Transactional Memory

Database Transactions

We use this as inspiration behind transactional memory, since databases are able to provide concurrent query execution without the person writing the query having to worry about it. There are atomic and consistent operations, which determine how the operations should be ordered when executing a query.

Transactional Memory

With transactional memory, we gain a magic keyword, atomic:

atomic {
    ...
    access_shared_data()
    ...
}

Specifies that we want an action to execute as a single unit. The TM system executes transactions optimistically in parallel, leaving checkpoints at each point, until it detects a conflict, at which point it rolls back and re-executes the code.

Differences from DB Transactions

  1. DB transactions are operating on disk, so the cost of keeping checkpoints and checking conflicts is dwarfed by the time spent on disk. However, in our TM system, we need to make sure these operations are super optimized, since everything's being done in memory.

  2. We have no need for durability.

  3. A program using TM has to coexist with libraries and operating systems that do not use it.

TM Options

  1. Hardware -- requires changes to system -- need extra cache for buffer writes, extend coherence protocol to track conflicts, special transaction instructions -- only supports a limited number of memory locations

  2. Software -- language runtime or library and extensions required to use transaction -- exploit multicores -- more widely used

  3. Hybrid

Caution

With an atomic operation, things won't see the results from functions until they finish executing, since the transaction won't be commited until the end. So if you have two threads running with atomic operations that set flags that would unblock the other thread, and then wait for their flag to become true, the flag wouldn't be set until the transaction completes. Visibility issue.

Isolation is another concern. We have two types of isolation -- weak and strong isolation. Weak isolation means that a memory reference outside the transaction may not follow the protocols of the TM system. Strong isolation converts all operations outside atomic blocks into individual transactions, guaranteeing everything obeys TM protocols.

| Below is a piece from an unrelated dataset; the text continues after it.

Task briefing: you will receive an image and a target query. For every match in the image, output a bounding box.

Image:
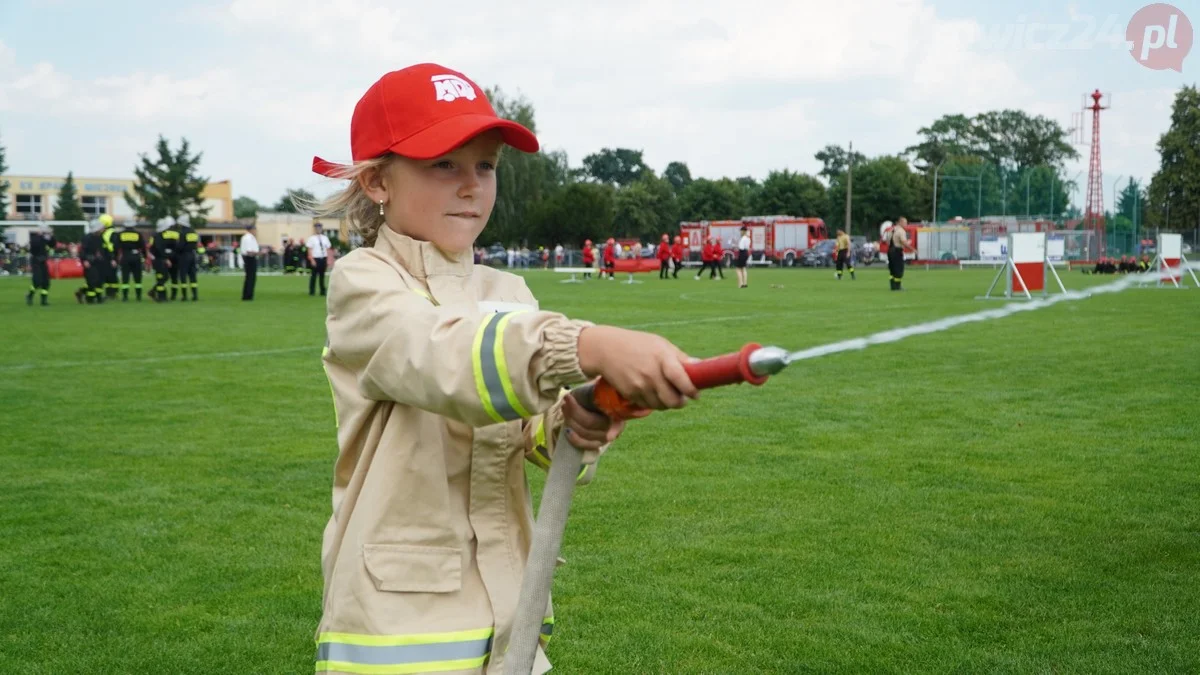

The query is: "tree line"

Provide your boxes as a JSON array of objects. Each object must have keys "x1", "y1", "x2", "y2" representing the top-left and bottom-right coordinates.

For nested transactions(required for composability), we have three options:

  1. Flattened: remove inner transaction. Risk more aborts.
  2. Closed: effect of inner transaction only visible to surrounding one, abort affects only inner. Very difficult to implement.
  3. Open: Effect of inner becomes visible to everything after commit. Abort affects only inner. Solves the abort problem, but we've broken some isolation properties. Also, what if the outer one aborts afterwards?

Most systems implement a flattened transaction model, use another strategy if abort rate becomes too high.

Implementation

Options:

1. What unit do we detect conflict over? Word or object?

2. Should a transaction directly modify an object or modify a private
copy and then propogate at commit time? Both are complicated when you
have data races.

3. Should we be optimistic when executing operations concurrently? Or
pessimistic instead? Typically we're optimistic, leading to the need
to detect and resolve conflicts.

Scalability

With scaling things, adding more processors to a machine not designed for lots of processors won't cut it. The throughput will decrease after a certain point, rather than increase.

The main enemy of scaleability is shared data, since we need to make sure that we're not blocking the CPUs on other CPUs accessing that data. We distribute our data structures and use per-cpu data whenever possible, padding the cache lines to make sure that we don't accidentally share a cache line between processors.

MP Scheduling

How do we assign threads to different CPUs?

Same considerations as uniprocessor scheduling, but now we have to take into account the ready queue implementation, load balancing, and which CPU the thread would be best suited for based on the current location of data.